[RFC/RFT PATCH 0/6] Improve get_random_u8() for use in randomize kstack

From: Ard Biesheuvel

Date: Thu Nov 27 2025 - 04:22:54 EST


From: Ard Biesheuvel <ardb@xxxxxxxxxx>

Ryan reports that get_random_u16() is dominant in the performance
profiling of syscall entry when kstack randomization is enabled [0].

This is the reason many architectures rely on a counter instead, and
that, in turn, is the reason for the convoluted way the (pseudo-)entropy
is gathered and recorded in a per-CPU variable.

Let's try to make the get_random_uXX() fast path faster, and switch to
get_random_u8() so that we'll hit the slow path 2x less often. Then,
wire it up in the syscall entry path, replacing the per-CPU variable,
making the logic at syscall exit redundant.
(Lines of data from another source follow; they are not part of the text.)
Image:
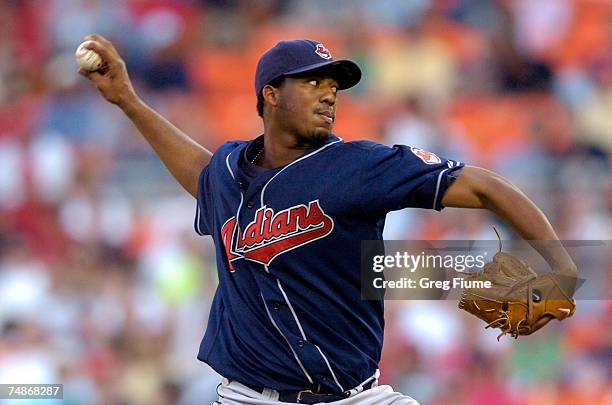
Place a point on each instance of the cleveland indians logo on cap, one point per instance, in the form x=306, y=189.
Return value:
x=272, y=234
x=427, y=157
x=323, y=51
[0] https://lore.kernel.org/all/dd8c37bc-795f-4c7a-9086-69e584d8ab24@xxxxxxx/

Cc: Kees Cook <kees@xxxxxxxxxx>
Cc: Ryan Roberts <ryan.roberts@xxxxxxx>
Cc: Will Deacon <will@xxxxxxxxxx>
Cc: Arnd Bergmann <arnd@xxxxxxxx>
Cc: Jeremy Linton <jeremy.linton@xxxxxxx>
Cc: Catalin Marinas <Catalin.Marinas@xxxxxxx>
Cc: Mark Rutland <mark.rutland@xxxxxxx>
Cc: Jason A. Donenfeld <Jason@xxxxxxxxx>

Ard Biesheuvel (6):
hexagon: Wire up cmpxchg64_local() to generic implementation
arc: Wire up cmpxchg64_local() to generic implementation
random: Use u32 to keep track of batched entropy generation
random: Use a lockless fast path for get_random_uXX()
random: Plug race in preceding patch
randomize_kstack: Use get_random_u8() at entry for entropy

arch/Kconfig | 9 ++--
arch/arc/include/asm/cmpxchg.h | 3 ++
arch/hexagon/include/asm/cmpxchg.h | 4 ++
drivers/char/random.c | 49 ++++++++++++++------
include/linux/randomize_kstack.h | 36 ++------------
init/main.c | 1 -
6 files changed, 49 insertions(+), 53 deletions(-)


base-commit: ac3fd01e4c1efce8f2c054cdeb2ddd2fc0fb150d
--
2.52.0.107.ga0afd4fd5b-goog